I consider I’m pretty well-versed in British constitutional history. It was the only compulsory course we had to follow at my university (this was sixty years ago). It was a bit of a bore, and of course very exclusive, in the sense of concentrating on ‘high’ domestic politics, and finding no place in it for the proles (‘social’ history came in only later); or – believe it or not – for the British empire and imperialism. (There was a second-year option on what was called ‘The Expansion of Europe’; but – as I’ve written before – that was only taken by dum-dums who couldn’t cope cerebrally with the history of political philosophy, which was the alternative. I took the latter, not wishing to be classed as a dum-dum; so my Cambridge undergraduate course was not where I was introduced to my later specialism. That came through my interest in political philosophy: in this case ‘anti-imperialism’. But I digress…)
My point is that I consider that my education in constitutional history, much as it bored me initially, has served me pretty well over time. There was a broad theme running through the course in Cambridge, a ‘Whiggish’ one; which taught that England’s (and later Britain’s) political development was one of steady progress via various reforms and one revolution (two if you count the ‘Glorious’ one), towards the happy quasi-democracy that we enjoyed in the 1960s. If this syllabus had a hidden function, it was a ‘patriotic’ one. Britain deserved our loyalty because of this liberal progression, achieved with very little violence, because we were, as a nation, so smart and moderate. Not, note, because of the Empire; which only came into this picture at the stage of ‘decolonisation’, which was supposed to fit the general pattern of democratic ‘progress’.
That aside, the point I want to make here with regard to our present political situation is that my early grounding in the history of the (unwritten) British constitution is probably what has alerted me to the violence that is being done to some of our fundamental national traditions by the government today; especially to the principles of the separation of powers, checks and balances, the primacy of parliament, probity, the independence of the civil service, and many others. This was highlighted the other day by Peter Hennessy, probably our leading present-day constitutional historian, in his castigation of Boris Johnson as ‘the great debaser in modern times of decency and public and political life, and of our constitutional conventions – our very system of government’.

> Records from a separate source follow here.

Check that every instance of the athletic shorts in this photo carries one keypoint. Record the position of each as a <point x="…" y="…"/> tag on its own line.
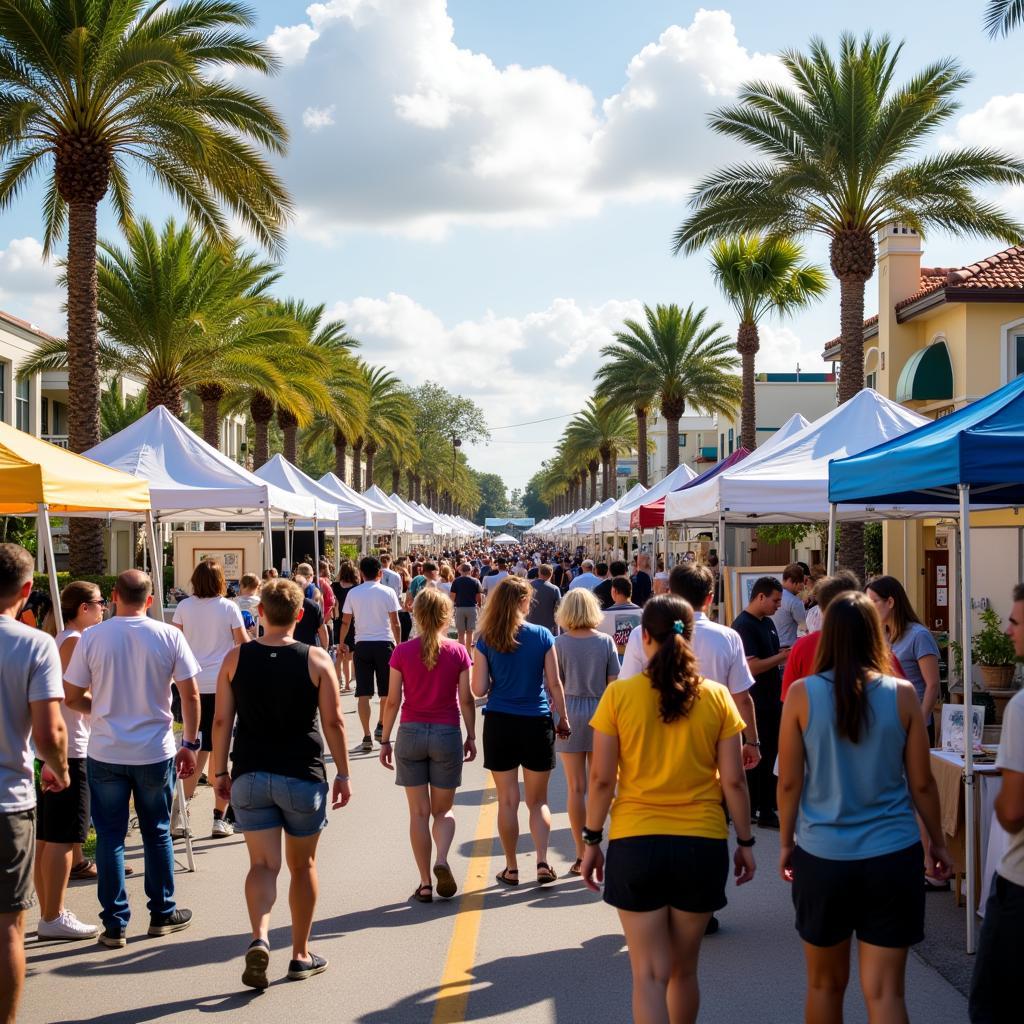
<point x="648" y="872"/>
<point x="372" y="659"/>
<point x="64" y="816"/>
<point x="262" y="801"/>
<point x="17" y="846"/>
<point x="465" y="620"/>
<point x="882" y="899"/>
<point x="428" y="754"/>
<point x="511" y="740"/>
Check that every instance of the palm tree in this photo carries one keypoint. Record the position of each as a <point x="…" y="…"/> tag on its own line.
<point x="687" y="363"/>
<point x="838" y="145"/>
<point x="89" y="86"/>
<point x="1001" y="16"/>
<point x="760" y="276"/>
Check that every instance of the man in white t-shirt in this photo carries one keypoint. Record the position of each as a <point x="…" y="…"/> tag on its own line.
<point x="121" y="674"/>
<point x="30" y="709"/>
<point x="375" y="608"/>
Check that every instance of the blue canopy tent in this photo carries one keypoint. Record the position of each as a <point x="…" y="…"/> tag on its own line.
<point x="975" y="455"/>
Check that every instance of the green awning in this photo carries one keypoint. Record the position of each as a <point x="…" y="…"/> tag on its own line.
<point x="928" y="375"/>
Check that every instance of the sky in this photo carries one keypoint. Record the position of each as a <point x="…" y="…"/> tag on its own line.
<point x="485" y="189"/>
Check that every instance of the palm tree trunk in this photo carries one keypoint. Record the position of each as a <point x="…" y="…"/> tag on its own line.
<point x="86" y="536"/>
<point x="641" y="415"/>
<point x="211" y="395"/>
<point x="357" y="465"/>
<point x="340" y="446"/>
<point x="748" y="343"/>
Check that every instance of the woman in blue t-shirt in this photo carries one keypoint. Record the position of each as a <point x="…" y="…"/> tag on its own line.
<point x="514" y="666"/>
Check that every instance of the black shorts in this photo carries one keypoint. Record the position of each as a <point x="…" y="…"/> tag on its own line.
<point x="511" y="740"/>
<point x="882" y="899"/>
<point x="17" y="847"/>
<point x="648" y="872"/>
<point x="372" y="659"/>
<point x="64" y="816"/>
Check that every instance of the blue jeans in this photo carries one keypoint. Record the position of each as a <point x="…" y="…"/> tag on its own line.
<point x="152" y="786"/>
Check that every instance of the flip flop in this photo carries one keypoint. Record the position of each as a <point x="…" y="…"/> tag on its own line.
<point x="505" y="877"/>
<point x="446" y="887"/>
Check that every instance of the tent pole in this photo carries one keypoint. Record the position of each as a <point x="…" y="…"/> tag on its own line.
<point x="158" y="566"/>
<point x="832" y="539"/>
<point x="969" y="801"/>
<point x="45" y="537"/>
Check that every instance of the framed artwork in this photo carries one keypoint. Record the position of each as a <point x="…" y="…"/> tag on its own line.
<point x="740" y="583"/>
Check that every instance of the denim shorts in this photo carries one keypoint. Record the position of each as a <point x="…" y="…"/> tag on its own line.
<point x="263" y="801"/>
<point x="426" y="753"/>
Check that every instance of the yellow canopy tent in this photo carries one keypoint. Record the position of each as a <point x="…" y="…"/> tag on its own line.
<point x="41" y="479"/>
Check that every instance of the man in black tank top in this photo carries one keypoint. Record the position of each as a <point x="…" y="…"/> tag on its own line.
<point x="283" y="692"/>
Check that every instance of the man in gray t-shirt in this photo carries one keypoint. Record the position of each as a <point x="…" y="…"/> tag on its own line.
<point x="546" y="599"/>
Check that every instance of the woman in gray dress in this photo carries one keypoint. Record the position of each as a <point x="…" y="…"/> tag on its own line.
<point x="587" y="662"/>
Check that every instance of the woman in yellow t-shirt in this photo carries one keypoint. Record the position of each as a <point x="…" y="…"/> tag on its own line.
<point x="672" y="738"/>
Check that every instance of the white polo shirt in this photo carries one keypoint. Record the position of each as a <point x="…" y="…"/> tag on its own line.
<point x="719" y="649"/>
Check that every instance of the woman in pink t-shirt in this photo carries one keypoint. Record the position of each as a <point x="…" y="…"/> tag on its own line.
<point x="431" y="672"/>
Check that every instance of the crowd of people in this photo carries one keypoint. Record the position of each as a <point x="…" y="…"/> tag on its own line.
<point x="811" y="714"/>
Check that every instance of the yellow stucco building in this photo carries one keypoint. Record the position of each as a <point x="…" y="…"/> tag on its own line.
<point x="943" y="337"/>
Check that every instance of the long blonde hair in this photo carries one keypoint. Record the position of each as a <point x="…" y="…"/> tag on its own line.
<point x="503" y="614"/>
<point x="432" y="611"/>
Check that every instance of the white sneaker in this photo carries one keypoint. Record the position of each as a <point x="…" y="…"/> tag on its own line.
<point x="221" y="828"/>
<point x="66" y="926"/>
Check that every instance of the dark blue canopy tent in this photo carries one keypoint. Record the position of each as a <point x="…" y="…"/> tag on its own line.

I imagine that Boris and his pals, not having been brought up on Tanner and Elton as I was in the ’sixties – maybe not having studied British history at all, only ‘Classical’ – may not be fully aware of this. If they are, they may want simply to dismiss Hennessy as one of Michael Gove’s derided ‘experts’. In either case, they are clearly departing from the form of ‘patriotism’, and even ‘conservatism’, that was inculcated in those of us reading History at Cambridge in the 1960s.
Recent events have clearly shown how flimsy and inadequate our constitutional conventions are proving today, in the face of these ignorant Borisian assaults. This has left us poorly protected by our ‘constitution’. What this situation requires now, I should like to suggest, is a major public enquiry into all aspects of Britain’s government; embracing the relations between the three classical pillars of the constitution (executive, legislature, judiciary); our electoral system; the funding of parties; the civil service; devolution; the power of the media; class and gender, insofar as they relate to politics; the ‘Public’ schools (of course)…. and so on. It might take many years; but if so, then so much the better. It would require long and deep thought. Perhaps Lord Hennessy could be its Chair. – On the other hand, this wouldn’t suit those who are exploiting the weaknesses and vagaries of the present ramshackle system, to their own undemocratic advantage. So it’s probably a no-no; certainly under the present government.
PS. Another thought – rather more trivial. It relates to Boris Johnson personally. We all know about his vaunting ambition; and that he only ever wanted to ‘be’ prime minister, not to ‘do’ anything in the job. Well, he’s managed that, by playing the crooked game that our tattered constitution has left us with; but is now well on track to become Britain’s worst and most reviled prime minister ever. Does this matter to him, I wonder? After all, he’s cemented his place in the history books. Is that good enough; to feature prominently as a failure and a rogue in the main texts of our future histories – perhaps even have a chapter devoted to him – rather than appearing as merely a footnote? Would he prefer notoriety to marginalisation? At least now he is noticed. That may be all he ever wanted. It fits with his own personal history, right back to Eton and before. But that’s not for us – least of all constitutional historians – to know.